Reduce (mod 5) to get $4xyz \equiv 0$. Assuming $x\leq y,z$, we have $4/5\leq 3/x$, so $x <4$. Let us take $y$ to be a variable divisible by 5.

Case $x=2$:

$y=5$ implies $z=10$.

$y=10$ implies $z=5$.

Otherwise, $z<5$. Since $1/z\leq 4/5-1/x$, then $z>3$.

$z=4$ implies $y=20$.

Case $x=3$.

We have $\frac 1y+\frac 1z=\frac 45-\frac 1x=\frac 7{15}$.

Multiplying by $15xy$, we get

$15z+15y=7yz$.

Reduce mod 3: $0\equiv yz$ -- so, either $y$ or $z$ divisible by $3$.

Case $y$ divisible by 3: we already assumed $y$ divisible by $5$; so $y$ divisible by 15.
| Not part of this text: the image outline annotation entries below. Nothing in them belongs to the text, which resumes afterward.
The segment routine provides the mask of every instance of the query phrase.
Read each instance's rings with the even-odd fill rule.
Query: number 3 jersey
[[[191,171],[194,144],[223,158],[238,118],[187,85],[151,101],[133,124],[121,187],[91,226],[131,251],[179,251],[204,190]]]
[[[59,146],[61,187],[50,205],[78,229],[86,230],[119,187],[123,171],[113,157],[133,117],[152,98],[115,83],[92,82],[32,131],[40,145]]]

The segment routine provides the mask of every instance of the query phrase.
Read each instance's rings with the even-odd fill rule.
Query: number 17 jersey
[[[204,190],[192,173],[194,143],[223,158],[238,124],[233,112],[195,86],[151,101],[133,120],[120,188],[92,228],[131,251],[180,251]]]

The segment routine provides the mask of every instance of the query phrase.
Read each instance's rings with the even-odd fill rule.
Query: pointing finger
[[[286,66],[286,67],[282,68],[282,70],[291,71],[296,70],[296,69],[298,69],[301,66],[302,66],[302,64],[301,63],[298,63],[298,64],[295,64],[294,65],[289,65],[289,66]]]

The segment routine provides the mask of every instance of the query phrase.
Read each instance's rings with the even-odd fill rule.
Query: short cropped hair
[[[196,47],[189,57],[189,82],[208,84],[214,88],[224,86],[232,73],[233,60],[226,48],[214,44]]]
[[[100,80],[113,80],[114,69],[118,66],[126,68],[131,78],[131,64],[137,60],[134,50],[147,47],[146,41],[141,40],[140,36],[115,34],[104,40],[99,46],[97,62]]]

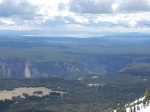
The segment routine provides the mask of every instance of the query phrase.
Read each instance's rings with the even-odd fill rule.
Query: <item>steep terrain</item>
[[[119,107],[113,112],[149,112],[150,111],[150,90],[146,92],[144,97],[126,104],[124,107]]]
[[[134,61],[123,68],[121,73],[129,73],[133,75],[150,75],[150,58],[137,58]]]

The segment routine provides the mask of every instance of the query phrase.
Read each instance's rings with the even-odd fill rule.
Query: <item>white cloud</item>
[[[1,29],[88,35],[148,31],[150,0],[0,0]]]

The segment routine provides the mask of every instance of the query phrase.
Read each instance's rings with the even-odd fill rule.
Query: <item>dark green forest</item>
[[[0,101],[1,112],[102,112],[139,98],[150,88],[150,77],[127,74],[85,75],[83,80],[62,78],[1,78],[0,90],[18,87],[46,87],[63,91],[62,96],[49,94],[43,97],[13,97]],[[146,79],[146,80],[145,80]],[[88,86],[98,83],[99,86]]]

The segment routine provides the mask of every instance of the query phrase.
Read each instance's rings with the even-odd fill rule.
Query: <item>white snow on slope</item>
[[[150,104],[147,102],[145,105],[143,103],[138,103],[143,101],[145,97],[142,97],[130,104],[125,105],[126,112],[150,112]],[[114,112],[117,112],[114,110]]]

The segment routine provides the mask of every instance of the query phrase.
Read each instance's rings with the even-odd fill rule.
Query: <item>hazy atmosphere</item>
[[[150,0],[0,0],[0,34],[148,32],[149,18]]]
So, $\frac 1z=\frac 7{15} - \frac 1y\geq \frac 7{15}-\frac 1{15}=\frac 25$, or $z\leq 2.5$. Since $z\geq x$, then $z=2$, and clearly this does not work.
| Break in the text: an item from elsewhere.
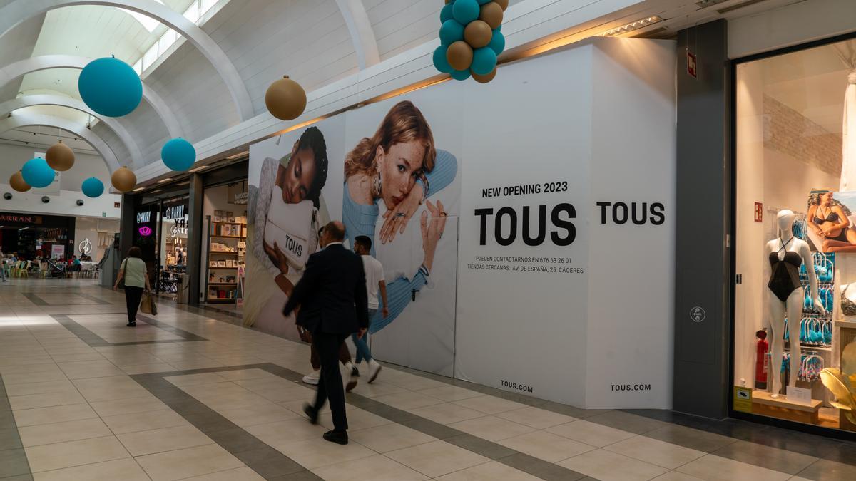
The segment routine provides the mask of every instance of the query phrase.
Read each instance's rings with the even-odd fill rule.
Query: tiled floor
[[[0,287],[0,479],[856,479],[853,443],[394,366],[334,445],[301,413],[306,346],[169,301],[131,330],[123,306],[91,280]]]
Case $z$ divisible by $3$:

As above, $\frac 1z=\frac 7{15} - \frac 1y\geq \frac 7{15}-\frac 15=\frac 4{15}$, so $z\leq 15/4$. Then $z=3$ is the only choice, and again this does not work.

Answer 4

Just to give another way (I like that). It is known the only $n$ such that its decimal expression is finite are $n=2^a\cdot5^b$ Since we look for $$\frac 1x+\frac 1y+\frac 1z=0.8$$ we begin with $x=2$ which gives $$\frac 1y+\frac 1z=\frac45-\frac12=\frac{3}{10}=\frac{6}{20}$$ from which the solutions $$(x,y,z)=(2,5,10),(2,4,20)$$ and obviously all the permutations so the smallest integer to be considered is $x=8$.

It is easily verified that all other such as $x=8,16,25,....$ are not solutions.